He opened the envelope and slid a photo out. It was a close-up of the pink plastic cup, dusted with black fingerprint powder.

“We ran the prints,” Miller said, watching my face for a reaction. “We pulled your prints from the soda can you drank from at the station yesterday. Julian thought he was being slick, throwing it out for you, but I fished it from the bin.”

He tapped the photo with a thick finger.

“They match, Elara. A perfect, twelve-point match. Your right thumb and index finger.”

The room seemed to tilt.

“That’s impossible,” I whispered. “I didn’t touch anything at the scene. Julian was with me the whole time. Ask him.”

“I don’t need to ask him. The prints are there. On the murder weapon. Or… the murder prop.”

“I didn’t touch it,” I repeated, my mind racing. “It’s a mistake. Or a plant. Someone could have lifted my prints…”
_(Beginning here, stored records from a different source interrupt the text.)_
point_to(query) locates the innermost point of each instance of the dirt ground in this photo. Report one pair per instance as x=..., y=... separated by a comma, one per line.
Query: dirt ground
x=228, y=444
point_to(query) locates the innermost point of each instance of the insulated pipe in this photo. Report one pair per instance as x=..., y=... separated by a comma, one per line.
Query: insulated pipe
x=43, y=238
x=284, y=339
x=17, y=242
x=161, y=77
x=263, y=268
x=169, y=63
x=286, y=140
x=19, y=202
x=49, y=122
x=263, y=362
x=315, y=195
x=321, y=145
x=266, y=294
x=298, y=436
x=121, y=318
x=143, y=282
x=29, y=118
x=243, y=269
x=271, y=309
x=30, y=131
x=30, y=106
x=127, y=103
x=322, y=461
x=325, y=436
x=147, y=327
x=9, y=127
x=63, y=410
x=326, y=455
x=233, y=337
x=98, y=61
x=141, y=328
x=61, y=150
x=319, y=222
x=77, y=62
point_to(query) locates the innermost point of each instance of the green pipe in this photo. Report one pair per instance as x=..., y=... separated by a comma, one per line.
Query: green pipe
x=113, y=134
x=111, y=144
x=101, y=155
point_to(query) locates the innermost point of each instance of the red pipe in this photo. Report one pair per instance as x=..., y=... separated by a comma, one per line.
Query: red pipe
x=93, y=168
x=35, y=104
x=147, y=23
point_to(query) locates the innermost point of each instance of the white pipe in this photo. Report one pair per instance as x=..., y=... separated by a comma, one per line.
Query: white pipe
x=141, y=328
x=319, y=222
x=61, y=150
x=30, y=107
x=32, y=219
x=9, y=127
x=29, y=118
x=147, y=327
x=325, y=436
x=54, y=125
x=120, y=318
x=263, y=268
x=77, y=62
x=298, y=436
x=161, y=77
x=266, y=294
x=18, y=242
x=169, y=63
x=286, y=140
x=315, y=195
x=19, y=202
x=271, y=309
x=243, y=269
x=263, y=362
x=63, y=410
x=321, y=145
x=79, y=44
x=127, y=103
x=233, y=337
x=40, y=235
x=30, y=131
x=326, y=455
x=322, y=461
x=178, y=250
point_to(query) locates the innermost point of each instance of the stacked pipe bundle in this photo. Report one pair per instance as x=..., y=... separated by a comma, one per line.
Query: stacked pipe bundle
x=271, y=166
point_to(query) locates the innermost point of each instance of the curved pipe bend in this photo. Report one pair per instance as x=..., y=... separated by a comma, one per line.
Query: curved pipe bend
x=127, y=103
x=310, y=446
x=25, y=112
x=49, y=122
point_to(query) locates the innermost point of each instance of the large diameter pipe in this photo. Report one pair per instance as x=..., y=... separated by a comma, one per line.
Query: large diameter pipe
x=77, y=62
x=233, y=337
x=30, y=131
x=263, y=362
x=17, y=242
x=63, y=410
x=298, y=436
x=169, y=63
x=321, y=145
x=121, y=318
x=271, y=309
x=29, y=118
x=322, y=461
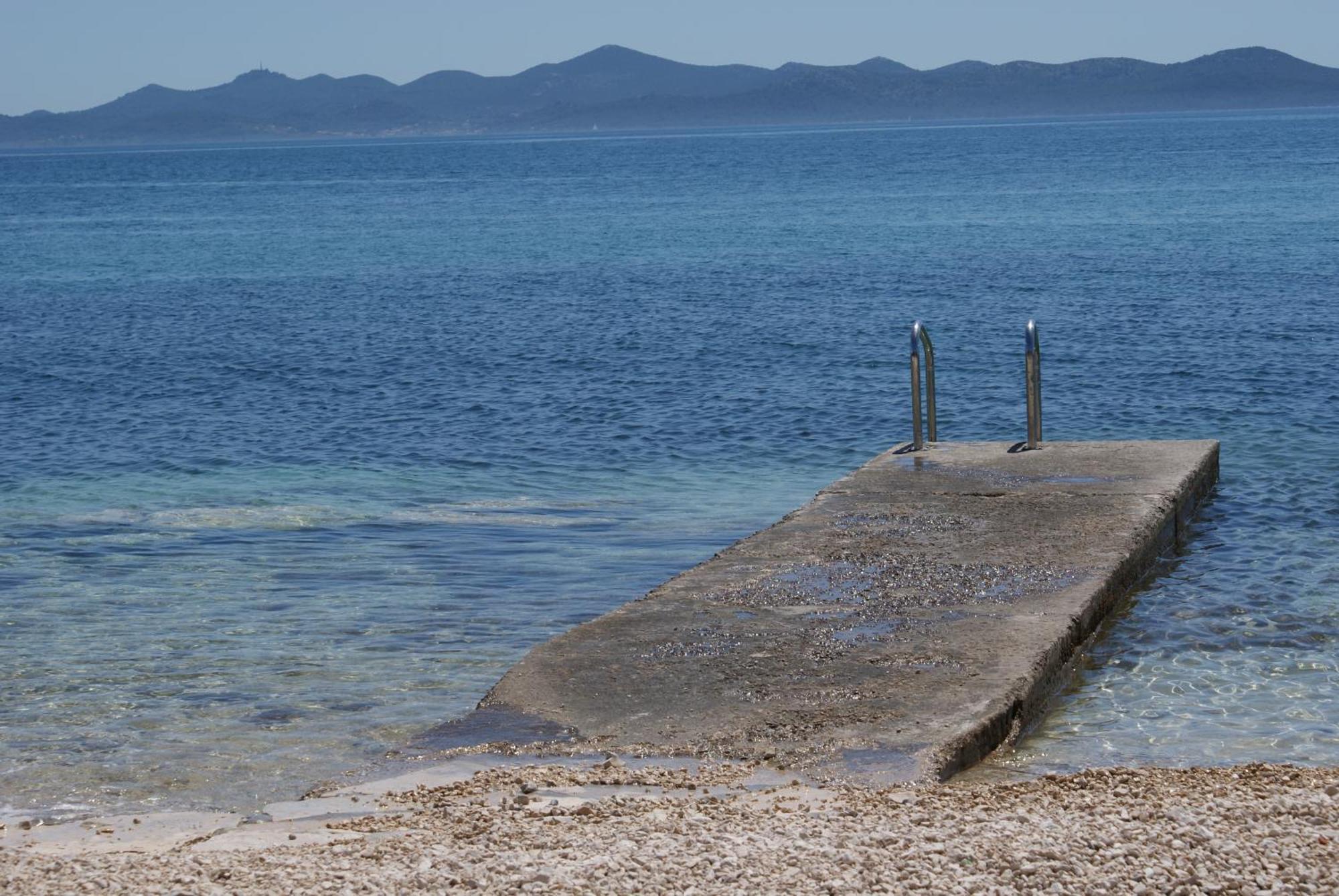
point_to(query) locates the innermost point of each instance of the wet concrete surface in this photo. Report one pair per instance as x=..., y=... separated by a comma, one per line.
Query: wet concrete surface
x=900, y=626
“From where?” Miller interrupted. “From a glass in Seattle? Transferred them to a curved plastic surface without smudging? Come on. This is CSI fantasy land. In the real world, prints mean contact.”

He sat back, looking satisfied. “You were there. Maybe not when we found the body, but before. You set the table, Elara.”

I looked at the photo. Really looked at it.

The black powder highlighted the ridges of the fingerprints against the pink plastic. But it also highlighted something else.

The rim of the cup.

It wasn’t smooth. There was a jagged indentation on the edge. A series of small, rough marks.

Teeth marks.

A memory flashed in my brain, bright and searing.

1999. The crawlspace. The boy is handing me the tea set. I’m nervous. I’m chewing on the plastic cup while he tells me the rules of the game.

Don’t let go, Princess. Or the monster gets you.

I had chewed that cup. I had gnawed on the rim until my gums bled.

And I had held it tight. So tight.

“It’s old,” I whispered.

“Excuse me?”

“The print,” I said, looking up at Miller. “It’s old. It’s twenty years old.”

Miller rolled his eyes. “Fingerprints don’t last twenty years, Elara. They’re oils. They evaporate. They degrade.”

“Not if they’re kept in the dark,” I said, my voice gaining strength. “Not if they’re kept in a climate-controlled environment. Like a wall cavity. Or a sealed container.”

“You’re reaching.”

“Look at the rim!” I pointed at the photo. “Those are bite marks. Child’s bite marks. That cup isn’t from the General Store. It’s mine. It’s from my toy chest. The one I told you was raided.”

I stared at Miller, desperate to make him see.

“He kept it,” I said. “Elias. He kept the cup I drank from. He kept it for twenty years, protected, untouched. And then he glued it to Ms. Albright’s hand.”

“So now the imaginary friend is an evidence tech?” Miller sneered. “He preserved your prints for two decades just to frame you today?”

“Yes! Because that’s how obsession works! He didn’t wash it because I touched it!”

The door to the interrogation room banged open.

Julian stood there. He looked furious. His face was flushed, and his tie was loosened as if he had been fighting for air.

“That’s enough, Miller,” he barked.

“Get out, Thorne,” Miller snapped, not looking away from me. “You’re conflicted. You’re off this interrogation.”

“I said that’s enough,” Julian stepped into the room, placing himself between me and the Sheriff. “You have a match? Great. But you don’t have a timeline. You can’t prove when those prints were placed.”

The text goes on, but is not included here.